Innovent Announces Two Clinical Studies with the Anti-VEGF Monoclonal Antibody IBI305, a Potential Avastin Biosimilar

Source: Innovent Biologics

Innovent Biologics announced that IBI305, a recombinant humanized anti-VEGF monoclonal antibody being developed as a potential biosimilar to Avastin (bevacizumab), has met predefined primary endpoints in two randomized, head to head, clinical trials comparing IBI305 versus branded bevacizumab. The trials include a phase 3 clinical trial (CIBI305A301) in patients with advanced non-squamous non-small cell lung cancer (NSCLC) and a pharmacokinetic study (CIBI305A201) in healthy subjects. The details of these studies will be disclosed in future publications in scientific journals and conferences.

CIBI305A301 is a multicenter, randomized, double-blinded, parallel, positive-controlled phase 3 clinical trial that enrolled 450 patients to evaluate the efficacy and safety of IBI305 and bevacizumab in the first-line treatment of patients with advanced non-squamous NSCLC. The objective of the study is to compare the clinical activity and safety between IBI305 and bevacizumab when they are in combination with paclitaxel/carboplatin. The primary endpoint is objective response rate (ORR).

CIBI305A201 is a randomized, double-blinded, parallel, positive-controlled single-dose clinical trial to compare the pharmacokinetic profile, safety, tolerability, and immunogenicity between IBI305 and bevacizumab in 100 healthy subjects. The primary objective of the study is to compare the pharmacokinetic (PK) profile of these two agents.

“Lung cancer is the highest incidence cancer in China, and bevacizumab is an important treatment for non-small lung cancer patients. The launch of a high quality bevacizumab biosimilar will improve drug accessibility and benefit more patients,” Professor Li Zhang from the Cancer Hospital of Sun Yat-sen University, said in a company news release.

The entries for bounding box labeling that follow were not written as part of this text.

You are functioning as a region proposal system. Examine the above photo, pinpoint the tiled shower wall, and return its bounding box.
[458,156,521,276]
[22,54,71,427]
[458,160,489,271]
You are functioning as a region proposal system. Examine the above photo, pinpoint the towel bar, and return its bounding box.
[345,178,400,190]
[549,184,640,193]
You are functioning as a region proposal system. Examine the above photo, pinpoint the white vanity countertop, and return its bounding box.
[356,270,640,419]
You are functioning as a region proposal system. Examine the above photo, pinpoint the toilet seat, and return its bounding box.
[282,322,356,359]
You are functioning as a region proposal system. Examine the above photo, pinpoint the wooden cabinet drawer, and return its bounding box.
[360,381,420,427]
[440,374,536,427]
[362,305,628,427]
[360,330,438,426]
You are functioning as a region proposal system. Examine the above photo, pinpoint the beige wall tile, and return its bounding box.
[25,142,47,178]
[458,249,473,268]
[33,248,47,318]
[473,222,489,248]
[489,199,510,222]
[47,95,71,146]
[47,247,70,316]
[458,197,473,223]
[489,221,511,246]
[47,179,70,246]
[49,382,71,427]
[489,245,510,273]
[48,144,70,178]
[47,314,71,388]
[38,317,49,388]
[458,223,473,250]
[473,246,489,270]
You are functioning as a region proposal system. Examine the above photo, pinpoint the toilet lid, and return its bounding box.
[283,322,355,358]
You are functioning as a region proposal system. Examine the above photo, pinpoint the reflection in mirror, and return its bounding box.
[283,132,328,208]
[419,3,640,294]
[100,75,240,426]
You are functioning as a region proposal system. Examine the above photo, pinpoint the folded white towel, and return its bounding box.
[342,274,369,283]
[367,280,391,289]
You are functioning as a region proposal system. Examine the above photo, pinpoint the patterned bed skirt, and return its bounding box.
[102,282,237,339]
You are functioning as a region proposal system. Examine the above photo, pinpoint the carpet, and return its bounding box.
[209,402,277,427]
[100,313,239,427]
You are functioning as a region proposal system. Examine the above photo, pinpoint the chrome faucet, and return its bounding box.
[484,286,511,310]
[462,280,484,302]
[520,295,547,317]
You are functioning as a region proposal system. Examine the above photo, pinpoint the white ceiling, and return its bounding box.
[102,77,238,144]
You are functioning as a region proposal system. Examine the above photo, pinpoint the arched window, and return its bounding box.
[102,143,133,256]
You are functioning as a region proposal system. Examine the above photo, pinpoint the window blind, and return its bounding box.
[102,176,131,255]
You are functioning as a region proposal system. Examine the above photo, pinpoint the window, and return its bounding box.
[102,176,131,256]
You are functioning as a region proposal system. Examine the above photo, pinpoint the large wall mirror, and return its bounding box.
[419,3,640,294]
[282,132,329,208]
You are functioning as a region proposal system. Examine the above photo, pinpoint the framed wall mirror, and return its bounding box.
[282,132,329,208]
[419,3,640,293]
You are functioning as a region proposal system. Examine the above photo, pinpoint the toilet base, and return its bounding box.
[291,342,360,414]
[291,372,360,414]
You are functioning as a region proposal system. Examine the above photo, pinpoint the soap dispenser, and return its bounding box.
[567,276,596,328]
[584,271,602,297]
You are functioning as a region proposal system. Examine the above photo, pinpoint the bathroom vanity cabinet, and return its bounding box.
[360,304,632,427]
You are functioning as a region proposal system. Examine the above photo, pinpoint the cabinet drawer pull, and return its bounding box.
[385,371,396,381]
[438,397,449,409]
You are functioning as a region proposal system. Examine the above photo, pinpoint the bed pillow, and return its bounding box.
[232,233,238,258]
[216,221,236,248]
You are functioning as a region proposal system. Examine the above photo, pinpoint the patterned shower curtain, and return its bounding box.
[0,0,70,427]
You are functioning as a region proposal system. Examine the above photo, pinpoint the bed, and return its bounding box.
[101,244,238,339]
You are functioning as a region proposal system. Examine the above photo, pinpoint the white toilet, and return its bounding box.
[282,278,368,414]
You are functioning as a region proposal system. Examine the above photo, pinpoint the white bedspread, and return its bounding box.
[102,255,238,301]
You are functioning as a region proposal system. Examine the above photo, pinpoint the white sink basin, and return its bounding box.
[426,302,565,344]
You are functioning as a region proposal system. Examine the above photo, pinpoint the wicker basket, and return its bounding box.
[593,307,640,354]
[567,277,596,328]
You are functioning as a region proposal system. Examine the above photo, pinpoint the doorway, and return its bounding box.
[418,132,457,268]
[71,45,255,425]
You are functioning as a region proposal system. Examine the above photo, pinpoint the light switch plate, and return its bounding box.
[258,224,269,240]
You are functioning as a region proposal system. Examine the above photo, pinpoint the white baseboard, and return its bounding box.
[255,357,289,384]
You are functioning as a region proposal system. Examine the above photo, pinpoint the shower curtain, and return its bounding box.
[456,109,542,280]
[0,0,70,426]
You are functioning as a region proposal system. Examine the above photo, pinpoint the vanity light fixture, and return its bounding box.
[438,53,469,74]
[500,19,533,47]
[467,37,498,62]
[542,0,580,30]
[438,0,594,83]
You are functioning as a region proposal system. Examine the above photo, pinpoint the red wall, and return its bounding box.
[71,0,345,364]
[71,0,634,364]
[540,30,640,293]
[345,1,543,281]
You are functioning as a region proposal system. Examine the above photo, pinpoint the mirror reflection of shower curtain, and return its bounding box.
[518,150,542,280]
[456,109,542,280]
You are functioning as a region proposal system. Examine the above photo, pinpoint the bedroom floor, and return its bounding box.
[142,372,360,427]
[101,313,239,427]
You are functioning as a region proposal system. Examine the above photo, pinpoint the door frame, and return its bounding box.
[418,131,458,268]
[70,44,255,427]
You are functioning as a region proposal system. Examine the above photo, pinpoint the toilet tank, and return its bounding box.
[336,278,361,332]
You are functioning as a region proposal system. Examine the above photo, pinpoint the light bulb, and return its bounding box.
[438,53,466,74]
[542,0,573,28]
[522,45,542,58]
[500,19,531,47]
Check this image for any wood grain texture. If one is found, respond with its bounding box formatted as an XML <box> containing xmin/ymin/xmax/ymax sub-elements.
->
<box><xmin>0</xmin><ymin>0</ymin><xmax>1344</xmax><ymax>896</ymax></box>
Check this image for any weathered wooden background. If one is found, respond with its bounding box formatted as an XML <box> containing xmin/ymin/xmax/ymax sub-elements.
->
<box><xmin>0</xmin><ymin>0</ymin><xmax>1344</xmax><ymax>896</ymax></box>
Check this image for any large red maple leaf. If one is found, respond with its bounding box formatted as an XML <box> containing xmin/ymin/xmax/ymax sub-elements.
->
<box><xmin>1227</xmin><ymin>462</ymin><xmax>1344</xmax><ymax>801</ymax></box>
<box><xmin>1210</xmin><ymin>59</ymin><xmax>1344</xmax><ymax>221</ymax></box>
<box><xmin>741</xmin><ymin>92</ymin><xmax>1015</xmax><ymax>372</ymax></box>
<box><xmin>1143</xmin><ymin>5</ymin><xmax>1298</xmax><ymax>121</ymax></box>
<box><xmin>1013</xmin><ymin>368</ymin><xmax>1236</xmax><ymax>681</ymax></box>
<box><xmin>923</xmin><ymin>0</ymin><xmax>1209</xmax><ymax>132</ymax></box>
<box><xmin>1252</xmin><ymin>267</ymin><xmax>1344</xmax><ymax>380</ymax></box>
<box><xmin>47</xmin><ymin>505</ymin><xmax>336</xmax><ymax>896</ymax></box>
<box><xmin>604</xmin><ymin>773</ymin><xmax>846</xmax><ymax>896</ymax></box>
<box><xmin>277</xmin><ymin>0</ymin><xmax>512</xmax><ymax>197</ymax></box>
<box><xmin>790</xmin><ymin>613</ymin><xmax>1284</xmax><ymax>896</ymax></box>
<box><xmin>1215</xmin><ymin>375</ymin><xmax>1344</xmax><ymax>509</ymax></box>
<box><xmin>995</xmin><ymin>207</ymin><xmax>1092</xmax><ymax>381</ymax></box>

“The current morbidity and mortality of malignant tumors in China are high, and anti-tumor treatment is a significant economic burden for millions of families. Anti-angiogenic drugs are effective anti-tumor treatments, but as of yet there are no approved bevacizumab biosimilars in China. The clinical studies of IBI305, a potential biosimilar of bevacizumab, are encouraging. I hope that IBI305 will be launched soon into the Chinese market, so more cancer patients and their families can benefit from the use of this important medicine,” said Michael Yu, Founder, Chief Executive Officer and Chairman of Innovent.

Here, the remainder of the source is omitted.